1 "Diseases of the Heart," third edition, by James Mackenzie. 2 From an editorial in The Medical Council, January, 1916.
Neither the botanist nor the pharmacologist goes very deeply into the intimate composition and physiology of plants, though a literature is developing;3 but the bacteriologist has done so as regards minute plants; and the students of the larger plants should emulate his example.

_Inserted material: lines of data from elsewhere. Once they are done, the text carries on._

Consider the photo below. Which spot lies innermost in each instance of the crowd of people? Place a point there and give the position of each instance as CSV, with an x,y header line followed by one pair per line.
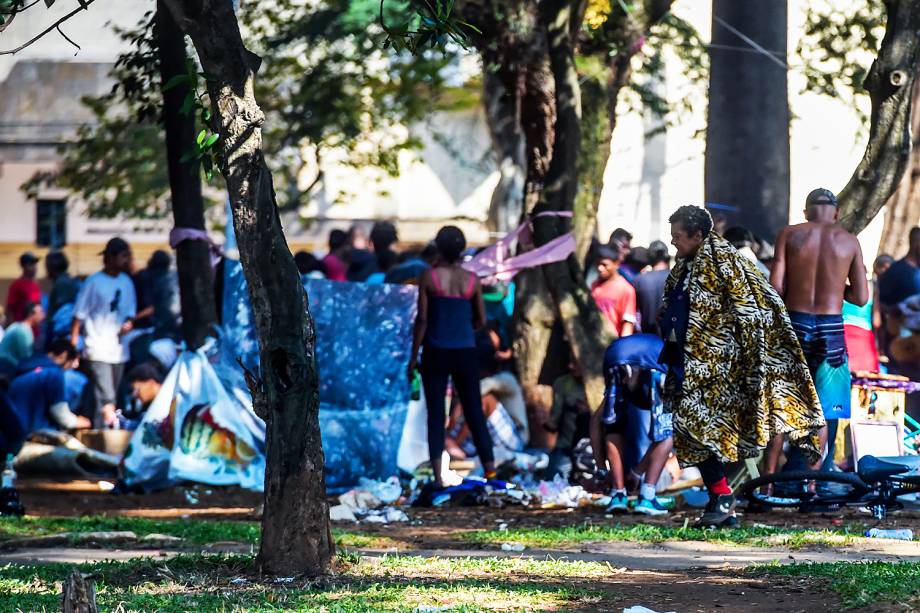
x,y
89,352
735,349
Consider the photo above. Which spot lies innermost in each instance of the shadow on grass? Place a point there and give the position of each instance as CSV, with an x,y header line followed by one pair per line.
x,y
859,584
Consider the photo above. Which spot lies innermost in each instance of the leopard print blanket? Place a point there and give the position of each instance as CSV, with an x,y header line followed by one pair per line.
x,y
745,374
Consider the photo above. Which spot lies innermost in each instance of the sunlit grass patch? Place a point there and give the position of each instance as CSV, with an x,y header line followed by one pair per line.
x,y
859,584
392,583
567,536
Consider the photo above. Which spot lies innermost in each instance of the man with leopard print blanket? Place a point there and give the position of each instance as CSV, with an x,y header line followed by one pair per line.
x,y
736,373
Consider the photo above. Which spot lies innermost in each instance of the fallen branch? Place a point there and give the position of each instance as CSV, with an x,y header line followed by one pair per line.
x,y
84,4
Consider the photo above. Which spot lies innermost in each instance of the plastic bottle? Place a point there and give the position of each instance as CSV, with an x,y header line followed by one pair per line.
x,y
903,534
8,477
9,497
416,385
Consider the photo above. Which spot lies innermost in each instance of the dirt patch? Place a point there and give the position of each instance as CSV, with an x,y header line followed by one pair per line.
x,y
690,592
76,498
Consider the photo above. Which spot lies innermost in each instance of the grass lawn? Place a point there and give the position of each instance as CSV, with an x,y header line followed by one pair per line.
x,y
391,583
193,532
201,532
859,584
549,538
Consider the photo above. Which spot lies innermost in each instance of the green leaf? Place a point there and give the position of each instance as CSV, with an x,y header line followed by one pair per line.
x,y
175,81
188,104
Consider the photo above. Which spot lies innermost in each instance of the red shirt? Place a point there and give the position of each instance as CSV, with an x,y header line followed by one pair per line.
x,y
22,292
617,301
335,268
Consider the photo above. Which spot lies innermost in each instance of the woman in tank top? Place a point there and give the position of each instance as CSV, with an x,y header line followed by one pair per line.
x,y
450,309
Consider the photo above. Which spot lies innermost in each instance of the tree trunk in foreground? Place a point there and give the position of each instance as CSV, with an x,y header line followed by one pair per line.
x,y
296,537
501,101
903,209
747,133
583,324
890,84
193,258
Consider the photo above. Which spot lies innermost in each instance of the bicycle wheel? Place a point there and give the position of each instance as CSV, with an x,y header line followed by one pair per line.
x,y
804,487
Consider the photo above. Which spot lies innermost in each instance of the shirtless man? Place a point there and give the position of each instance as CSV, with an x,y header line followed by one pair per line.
x,y
819,264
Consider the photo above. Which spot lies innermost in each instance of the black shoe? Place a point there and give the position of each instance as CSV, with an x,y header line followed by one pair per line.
x,y
719,512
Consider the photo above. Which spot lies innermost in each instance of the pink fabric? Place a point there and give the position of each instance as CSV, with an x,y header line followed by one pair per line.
x,y
178,235
616,299
495,263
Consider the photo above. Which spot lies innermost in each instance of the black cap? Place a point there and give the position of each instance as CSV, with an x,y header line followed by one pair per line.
x,y
28,258
821,196
115,246
606,253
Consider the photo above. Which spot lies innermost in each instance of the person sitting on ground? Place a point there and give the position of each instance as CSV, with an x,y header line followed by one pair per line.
x,y
650,287
145,380
59,353
633,416
568,419
450,309
335,261
39,396
19,340
24,290
613,294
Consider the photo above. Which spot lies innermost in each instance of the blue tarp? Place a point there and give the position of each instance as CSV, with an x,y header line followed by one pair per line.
x,y
363,340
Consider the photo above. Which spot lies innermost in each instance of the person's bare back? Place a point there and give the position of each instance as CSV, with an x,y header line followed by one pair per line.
x,y
814,261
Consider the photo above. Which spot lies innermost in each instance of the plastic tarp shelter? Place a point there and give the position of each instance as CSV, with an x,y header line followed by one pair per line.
x,y
363,341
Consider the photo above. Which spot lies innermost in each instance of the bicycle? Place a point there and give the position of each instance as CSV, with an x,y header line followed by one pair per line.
x,y
876,484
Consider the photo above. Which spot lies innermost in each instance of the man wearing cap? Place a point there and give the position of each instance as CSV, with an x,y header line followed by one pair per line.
x,y
650,287
105,308
23,290
817,265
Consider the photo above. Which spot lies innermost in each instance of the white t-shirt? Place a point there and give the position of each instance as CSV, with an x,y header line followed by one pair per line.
x,y
104,304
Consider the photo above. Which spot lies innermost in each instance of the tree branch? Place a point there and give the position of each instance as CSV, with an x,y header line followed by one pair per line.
x,y
889,83
84,4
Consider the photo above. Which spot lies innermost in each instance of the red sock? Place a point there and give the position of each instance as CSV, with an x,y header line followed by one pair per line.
x,y
719,488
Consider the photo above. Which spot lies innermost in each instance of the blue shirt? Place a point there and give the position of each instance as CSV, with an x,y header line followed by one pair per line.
x,y
639,351
899,282
673,324
33,393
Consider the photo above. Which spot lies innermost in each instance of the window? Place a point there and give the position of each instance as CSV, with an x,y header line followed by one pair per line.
x,y
51,226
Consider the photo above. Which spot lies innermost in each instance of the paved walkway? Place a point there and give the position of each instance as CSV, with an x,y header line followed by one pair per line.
x,y
672,555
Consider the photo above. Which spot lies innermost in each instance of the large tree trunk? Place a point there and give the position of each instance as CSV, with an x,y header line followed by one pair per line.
x,y
502,105
747,134
296,536
582,323
193,257
903,209
599,110
890,85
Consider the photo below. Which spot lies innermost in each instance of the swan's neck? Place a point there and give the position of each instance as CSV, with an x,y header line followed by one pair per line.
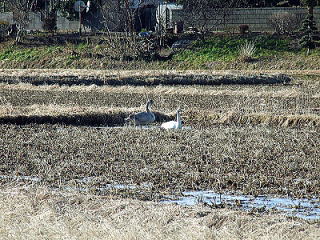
x,y
147,107
179,120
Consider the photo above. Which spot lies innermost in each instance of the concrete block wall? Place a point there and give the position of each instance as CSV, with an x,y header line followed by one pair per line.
x,y
256,18
36,23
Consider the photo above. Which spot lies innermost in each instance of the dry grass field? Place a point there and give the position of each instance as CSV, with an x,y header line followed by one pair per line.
x,y
41,213
255,139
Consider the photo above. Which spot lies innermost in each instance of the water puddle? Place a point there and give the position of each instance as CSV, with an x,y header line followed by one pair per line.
x,y
302,208
308,209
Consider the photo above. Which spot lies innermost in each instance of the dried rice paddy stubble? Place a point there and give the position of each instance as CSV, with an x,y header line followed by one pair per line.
x,y
257,160
38,213
280,105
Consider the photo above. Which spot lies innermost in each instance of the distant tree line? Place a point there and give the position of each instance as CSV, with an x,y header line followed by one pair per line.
x,y
252,3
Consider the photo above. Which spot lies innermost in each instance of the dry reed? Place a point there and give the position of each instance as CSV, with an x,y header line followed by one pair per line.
x,y
41,213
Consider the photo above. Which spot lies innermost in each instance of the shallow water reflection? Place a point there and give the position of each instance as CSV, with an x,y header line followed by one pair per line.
x,y
302,208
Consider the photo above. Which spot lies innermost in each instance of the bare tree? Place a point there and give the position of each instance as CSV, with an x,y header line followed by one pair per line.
x,y
21,10
121,16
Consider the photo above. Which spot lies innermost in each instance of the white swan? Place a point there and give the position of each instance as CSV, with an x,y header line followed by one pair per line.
x,y
173,124
143,118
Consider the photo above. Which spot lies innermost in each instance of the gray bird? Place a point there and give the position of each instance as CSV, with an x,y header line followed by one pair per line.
x,y
142,118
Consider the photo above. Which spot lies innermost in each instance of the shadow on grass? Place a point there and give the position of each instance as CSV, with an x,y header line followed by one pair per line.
x,y
93,119
150,80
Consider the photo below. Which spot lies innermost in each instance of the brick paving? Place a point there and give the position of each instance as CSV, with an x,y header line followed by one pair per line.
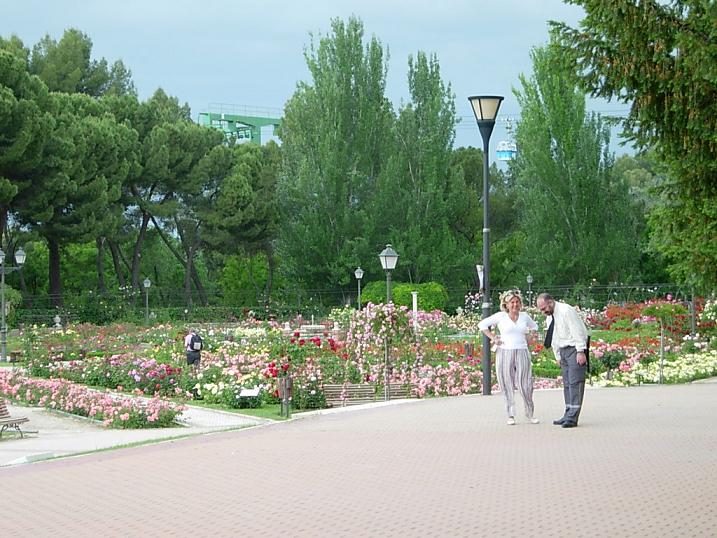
x,y
642,463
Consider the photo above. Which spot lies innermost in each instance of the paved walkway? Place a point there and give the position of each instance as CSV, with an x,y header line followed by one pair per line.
x,y
642,463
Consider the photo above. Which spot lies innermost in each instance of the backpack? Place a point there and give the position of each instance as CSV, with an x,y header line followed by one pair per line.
x,y
196,342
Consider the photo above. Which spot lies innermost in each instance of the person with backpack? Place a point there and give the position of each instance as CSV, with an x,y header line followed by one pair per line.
x,y
193,346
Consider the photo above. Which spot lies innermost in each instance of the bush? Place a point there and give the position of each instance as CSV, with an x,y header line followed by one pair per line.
x,y
431,295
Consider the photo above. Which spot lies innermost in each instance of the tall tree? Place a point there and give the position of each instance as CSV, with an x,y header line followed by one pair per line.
x,y
575,216
88,163
334,133
422,200
661,58
24,124
66,66
238,207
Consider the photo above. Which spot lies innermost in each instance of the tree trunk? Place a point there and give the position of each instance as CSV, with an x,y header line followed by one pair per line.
x,y
117,263
136,255
101,286
188,266
53,247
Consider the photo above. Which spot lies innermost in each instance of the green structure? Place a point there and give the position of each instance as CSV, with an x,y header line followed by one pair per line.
x,y
239,123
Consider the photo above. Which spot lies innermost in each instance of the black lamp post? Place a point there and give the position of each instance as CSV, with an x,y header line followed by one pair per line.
x,y
20,259
485,108
389,259
147,283
358,273
529,279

The greatest mystery tale ever written is that of bacteriology - the mystery of the minute plant and its influence upon man and the lower animals; but it is a mystery being solved. When the larger plants shall have been studied as deeply as have bacteria and molds, then will plant pharmacology take great prominence as a constructive science. True, we have been breaking alkaloids, oils, and resins out of the larger plants; but what do we know of the intimate relationships of these things in the structure of the plants themselves? Yes, there are unsolved mysteries in plant life, even when used as remedies. When pharmacologists cease to be so much obsessed with alkaloid hunting, and commence the study of the plant remedy as a whole, then will we learn much that we do not know now. As I said before, there is no place for mystery in therapeutics; but to remove certain more or less mysterious elements from therapeutics, the clinician needs to heed pharmacologic teaching more than he has in the past, and the pharmacologist needs to give sincere and unprejudiced study to the things asserted by the empiricist of clinical experience.
3 See "The Natural History of Plants," Kern and Oliver.